With all that said, I challenge you to look beyond that. Place your hand on your chest—feel the heartbeat? Slow the outside influences and all the information channels which right now feed you fear, chaos, and uncertainty. Allow your heartbeat to be felt in your palm. Close your eyes, and place such energy into that heartbeat; just feel that. With your eyes closed now allow the feeling of that beat to take you to a place of stillness, peace, growth, magic, and see yourself be in this state of tranquility but strength. There is strength in peace and growth in clarity. Find your safe harbor and take it with you everywhere you go, allowing that peace to spread.
Now do not get me wrong. Being kind and peaceful does not make you weak; it empowers you. I recently read this: “Kindness / Loaning someone your strength instead of reminding them of their weakness.” (Author unknown)
During the day I challenge you to anchor yourself in this state of mind by placing your hand on your chest and allowing your heartbeat to energize you again and take you to your safe harbor.
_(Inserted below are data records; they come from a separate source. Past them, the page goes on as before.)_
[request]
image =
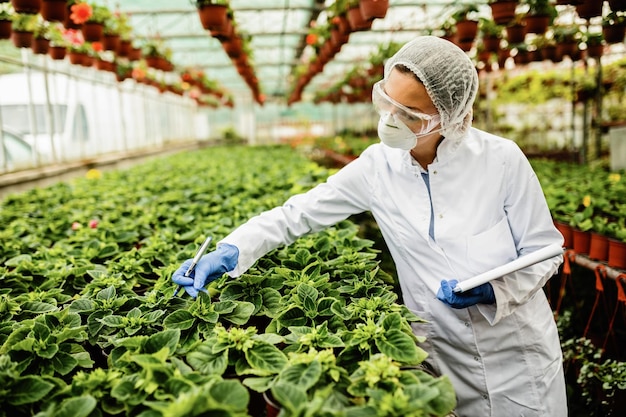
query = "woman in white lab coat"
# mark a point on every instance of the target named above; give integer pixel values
(451, 202)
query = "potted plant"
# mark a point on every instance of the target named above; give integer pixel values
(58, 43)
(540, 15)
(41, 38)
(54, 10)
(491, 34)
(212, 13)
(466, 22)
(22, 26)
(503, 11)
(614, 27)
(6, 13)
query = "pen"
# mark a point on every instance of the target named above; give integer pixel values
(194, 262)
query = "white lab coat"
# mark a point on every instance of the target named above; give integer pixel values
(504, 360)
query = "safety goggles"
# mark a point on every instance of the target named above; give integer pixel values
(413, 119)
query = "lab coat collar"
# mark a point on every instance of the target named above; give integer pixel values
(445, 151)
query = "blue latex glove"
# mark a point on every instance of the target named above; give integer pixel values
(483, 294)
(210, 267)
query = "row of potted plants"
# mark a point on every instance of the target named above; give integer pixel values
(88, 325)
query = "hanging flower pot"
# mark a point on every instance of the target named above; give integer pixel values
(373, 9)
(92, 31)
(617, 254)
(54, 10)
(617, 5)
(466, 30)
(598, 247)
(589, 8)
(111, 42)
(5, 29)
(40, 46)
(22, 39)
(355, 18)
(503, 11)
(537, 23)
(515, 33)
(57, 52)
(581, 241)
(26, 6)
(212, 16)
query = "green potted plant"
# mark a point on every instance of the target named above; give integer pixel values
(6, 13)
(540, 15)
(503, 11)
(466, 22)
(23, 26)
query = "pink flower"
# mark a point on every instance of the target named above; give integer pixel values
(81, 12)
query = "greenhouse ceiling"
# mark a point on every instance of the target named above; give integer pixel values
(278, 30)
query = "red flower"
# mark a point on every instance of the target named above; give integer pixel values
(81, 12)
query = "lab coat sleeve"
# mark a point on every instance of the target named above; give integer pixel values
(345, 193)
(532, 228)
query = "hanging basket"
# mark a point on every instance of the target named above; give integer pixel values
(466, 30)
(617, 254)
(57, 52)
(589, 8)
(503, 11)
(212, 16)
(26, 6)
(537, 24)
(40, 46)
(22, 39)
(373, 9)
(357, 23)
(54, 10)
(92, 31)
(5, 29)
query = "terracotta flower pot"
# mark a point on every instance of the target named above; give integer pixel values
(581, 241)
(92, 31)
(212, 16)
(57, 52)
(26, 6)
(54, 10)
(617, 254)
(22, 39)
(40, 46)
(566, 231)
(5, 29)
(355, 18)
(373, 9)
(598, 247)
(503, 12)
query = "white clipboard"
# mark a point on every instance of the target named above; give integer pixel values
(515, 265)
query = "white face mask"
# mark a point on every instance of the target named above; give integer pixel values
(395, 134)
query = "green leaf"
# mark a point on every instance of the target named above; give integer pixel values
(206, 362)
(63, 363)
(241, 314)
(302, 375)
(289, 396)
(167, 338)
(266, 358)
(232, 394)
(77, 407)
(400, 347)
(28, 389)
(180, 319)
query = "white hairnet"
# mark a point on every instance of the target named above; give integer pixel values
(448, 75)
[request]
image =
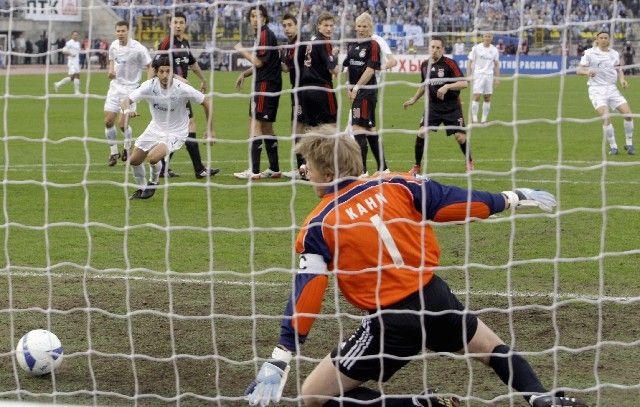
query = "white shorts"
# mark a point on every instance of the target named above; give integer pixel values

Allow yourself to feel any negative emotions as well, make a note of that and instead of feeling stuck in these, allow fluidity to interweave new ways of thinking and feeling. When the emotional intensity lessens you will know that you are gaining ground and your sensory association with that memory will change. Do not allow these negative feelings to stick, feel it, let it go, and now return to our safe harbor, feeling stronger and empowered.